Having engaged in numerous loyalty consulting assignments over the years and having heard extensive debate about the proper value proposition in our public educational workshops, the team at COLLOQUY realized that tactical and operational hurdles often prevented best strategies from evolving, the study states.

Some of the false premises and stumbling blocks to successful loyalty programs noted in the study include:

Customers lie: What customers say and what they do are often at odds. Whenever consumers are surveyed as to what value proposition they prefer, they invariably list cash and discounts as Nos. 1 and 2, respectively. But in a real-life loyalty program, they more often than not choose accrual, rewards and special treatments as the real influencers of their behavior. You can't afford it: You can design the perfect value proposition on paperbut just try to implement it. No sooner do you try than operations begins lamenting the hidden cost of delivering soft benefits and the training required, while a vein in your CFO's head starts throbbing over the issue of point liability. The result, in most cases, is the compromising of your strategic vision. It's too hard: Frankly, many marketers don't have the specialized expertise, time or the willingness to exercise the gray matter required to design a truly differentiated loyalty value proposition. Why spend time thinking about all of those hard and soft benefits when it's so much easier just to run another promotion?
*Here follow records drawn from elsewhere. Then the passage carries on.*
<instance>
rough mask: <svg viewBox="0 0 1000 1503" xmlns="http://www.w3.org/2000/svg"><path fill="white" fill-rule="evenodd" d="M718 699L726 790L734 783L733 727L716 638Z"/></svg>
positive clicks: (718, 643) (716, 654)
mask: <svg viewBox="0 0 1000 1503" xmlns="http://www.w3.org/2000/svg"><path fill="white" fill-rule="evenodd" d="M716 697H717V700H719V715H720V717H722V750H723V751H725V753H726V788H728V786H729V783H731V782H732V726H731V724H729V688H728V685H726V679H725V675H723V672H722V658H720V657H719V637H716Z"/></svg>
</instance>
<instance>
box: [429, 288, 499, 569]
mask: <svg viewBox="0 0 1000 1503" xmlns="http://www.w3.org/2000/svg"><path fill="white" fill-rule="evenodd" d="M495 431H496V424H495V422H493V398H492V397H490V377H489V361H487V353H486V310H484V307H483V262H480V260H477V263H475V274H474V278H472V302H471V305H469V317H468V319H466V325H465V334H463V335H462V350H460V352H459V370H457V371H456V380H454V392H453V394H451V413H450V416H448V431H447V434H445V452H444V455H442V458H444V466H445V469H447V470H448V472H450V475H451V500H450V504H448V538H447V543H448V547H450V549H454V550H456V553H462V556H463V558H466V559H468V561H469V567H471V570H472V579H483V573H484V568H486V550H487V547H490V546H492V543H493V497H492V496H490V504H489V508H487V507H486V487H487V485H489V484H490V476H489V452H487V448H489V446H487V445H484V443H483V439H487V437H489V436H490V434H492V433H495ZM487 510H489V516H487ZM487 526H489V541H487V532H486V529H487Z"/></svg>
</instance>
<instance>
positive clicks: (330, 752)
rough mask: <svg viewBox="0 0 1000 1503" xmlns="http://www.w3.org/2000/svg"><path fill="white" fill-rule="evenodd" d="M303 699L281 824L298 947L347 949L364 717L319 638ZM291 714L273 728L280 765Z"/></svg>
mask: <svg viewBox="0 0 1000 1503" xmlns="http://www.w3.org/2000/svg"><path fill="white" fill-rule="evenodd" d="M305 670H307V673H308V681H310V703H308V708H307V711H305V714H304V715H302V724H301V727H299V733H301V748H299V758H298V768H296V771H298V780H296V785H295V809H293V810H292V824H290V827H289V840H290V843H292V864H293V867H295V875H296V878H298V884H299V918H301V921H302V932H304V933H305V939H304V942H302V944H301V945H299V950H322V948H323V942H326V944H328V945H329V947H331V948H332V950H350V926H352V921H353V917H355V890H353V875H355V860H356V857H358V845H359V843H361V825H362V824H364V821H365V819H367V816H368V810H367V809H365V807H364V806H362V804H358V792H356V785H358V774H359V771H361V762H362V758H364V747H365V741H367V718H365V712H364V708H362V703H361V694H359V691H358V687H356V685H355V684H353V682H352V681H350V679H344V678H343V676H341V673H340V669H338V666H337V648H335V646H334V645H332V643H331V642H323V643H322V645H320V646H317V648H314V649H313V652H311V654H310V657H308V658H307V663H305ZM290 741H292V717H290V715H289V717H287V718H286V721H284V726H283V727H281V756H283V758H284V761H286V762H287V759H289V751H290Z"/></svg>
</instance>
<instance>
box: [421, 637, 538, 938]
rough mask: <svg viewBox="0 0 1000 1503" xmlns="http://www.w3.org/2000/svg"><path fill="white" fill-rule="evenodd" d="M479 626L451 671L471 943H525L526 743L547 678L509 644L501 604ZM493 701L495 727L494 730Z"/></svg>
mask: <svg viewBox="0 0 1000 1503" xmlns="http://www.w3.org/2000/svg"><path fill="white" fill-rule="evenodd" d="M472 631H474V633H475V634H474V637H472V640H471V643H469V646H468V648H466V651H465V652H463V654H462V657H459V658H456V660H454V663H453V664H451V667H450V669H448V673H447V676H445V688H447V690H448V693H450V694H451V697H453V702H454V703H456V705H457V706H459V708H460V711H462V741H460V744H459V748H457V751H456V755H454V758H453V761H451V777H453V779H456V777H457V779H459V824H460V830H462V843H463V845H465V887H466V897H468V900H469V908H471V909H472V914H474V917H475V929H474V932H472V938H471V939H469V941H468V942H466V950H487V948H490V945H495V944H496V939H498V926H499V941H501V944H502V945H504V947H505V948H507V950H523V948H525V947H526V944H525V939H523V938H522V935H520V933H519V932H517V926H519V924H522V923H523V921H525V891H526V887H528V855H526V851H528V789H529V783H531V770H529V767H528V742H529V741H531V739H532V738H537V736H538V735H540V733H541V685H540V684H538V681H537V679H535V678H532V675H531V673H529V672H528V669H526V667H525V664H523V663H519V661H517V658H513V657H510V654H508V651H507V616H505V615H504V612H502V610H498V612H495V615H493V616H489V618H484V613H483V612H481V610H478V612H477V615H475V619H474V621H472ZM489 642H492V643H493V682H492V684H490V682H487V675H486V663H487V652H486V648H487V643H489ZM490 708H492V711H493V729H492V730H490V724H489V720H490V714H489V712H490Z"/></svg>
Now, COLLOQUY reveals the results of a research project for a $4 billion national retailer that tested five distinct value propositions in test and control markets designed to be statistically parallel. More than 75 stores participated in two consecutive six-month tests where more than 60,000 customers from the retailer's credit-card file were auto-enrolled in one of five loyalty program scenarios. Those scenarios included:

The reward cell offered loyalty program members the ability to accrue points they could redeem for in-kind merchandiseproducts already sold by the retailer. The rate of accrual was set at 2% to 4%. The service cell offered members discounts on selected items at up to 50% off along with other soft benefits, including special checkout lanes and preferred parking. The combination cell offered both the points accrual model of the reward test and the special privileges (but without discounts) of the service test. The rebate cell offered members a 2% to 4% rebate on all identified purchases that they could take as cash back or a balance reduction on their private-label credit-card account. The awareness cell was a communication-only strategy that used incremental, targeted and personalized direct mail to reinforce existing services offered by the retailer to the private-label cardholders.

At the conclusion of the test period, the results overwhelmingly favored the blended value proposition in combination cell No. 3, according to the report. This was not surprising to the paper's author, Terri Gaughan, consulting program manager for COLLOQUY, who noted, What our theoretical evidence told us would win out, actually did. The combination test market, with both hard and soft benefits, generated the most positive revenue lift over the control group, followed by the rebate and reward groups. The combination cell also had an improvement in the rate of customer attrition even though it carried higher execution costs.

The white paper, titled ValueTalk: The Great Value Proposition Debate, also explores applying a proprietary customer-value-score methodology to determine the overall value of members in each test cell, methods of establishing control groups to quantifiably identify incremental lift and the attrition benefit of loyalty programs and an analysis of the financial implications of each of the test scenarios.